Акбар, радостно виляя хвостом и извиваясь всем своим лохматым телом, прыгал на Виктора, стараясь достать до его лица и облизнуть.
– Ну хватит, хватит! Айда к бочке, червей прикопаем.
На заднем дворе возле бани стояла старая деревянная бочка с землёй для червей и картофельной кожурой. Виктор достал из земли с десяток червей, переложил их в жестяную банку, прикрученную проволокой к раме велосипеда, который он называл не иначе, как «мой железный конь». Оседлав его, он выехал со двора.
В небе только-только забрезжил рассвет. Большая, широкая, с серой водой северная река находилась внизу высокого берега, на котором располагалась их деревенька.
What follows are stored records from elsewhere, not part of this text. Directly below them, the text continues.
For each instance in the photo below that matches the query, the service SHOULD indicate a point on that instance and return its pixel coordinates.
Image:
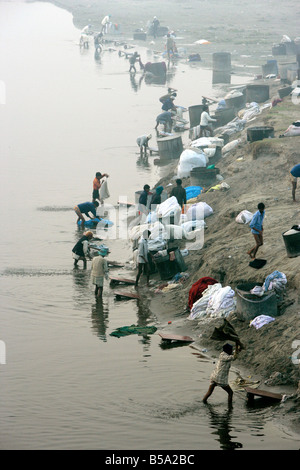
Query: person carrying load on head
(256, 225)
(171, 94)
(220, 375)
(143, 263)
(97, 185)
(81, 249)
(99, 271)
(105, 23)
(294, 174)
(143, 142)
(179, 192)
(132, 61)
(86, 208)
(204, 122)
(164, 118)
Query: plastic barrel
(257, 93)
(220, 76)
(149, 197)
(259, 133)
(292, 244)
(203, 176)
(170, 147)
(140, 36)
(195, 114)
(249, 306)
(279, 49)
(222, 61)
(224, 116)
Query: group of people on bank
(81, 251)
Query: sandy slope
(261, 175)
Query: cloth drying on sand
(225, 332)
(261, 320)
(221, 302)
(132, 329)
(257, 263)
(197, 289)
(216, 301)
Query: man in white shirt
(204, 122)
(143, 264)
(105, 22)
Дома стояли в ряд, своими окнами наблюдая за этой красивой водной гладью. Берег напротив был плоский и песчаный. Летом всей деревней народ на лодках перебирался туда для отдыха и купания. Так он старался проводить свои редкие выходные. В солнечную погоду из деревни были видны величавые Уральские горы. Отчётливо различались их снежные вершины. И где-то среди этих скалистых вершин брала своё начало великая северная река. Река, которая издревле кормила и поила всё живое вокруг. И люди, и звери старались расположиться ближе к реке-кормилице. Она кормила жителей сёл и деревень рыбой и дичью. За поворотом пролегал огромный остров, прозванный в народе Чёрным. Когда летом наступала пора сенокоса, основная часть жителей деревни перебиралась на остров. Жили они в одноэтажных деревянных бараках и спали в балаганах из материи и марли, которые защищали их от надоедливых комаров. Оттуда же привозили на лодках и вязанки сена, перетянутые тонкой черёмухой, которые поднимали, закинув за спину, в гору к своим сеновалам.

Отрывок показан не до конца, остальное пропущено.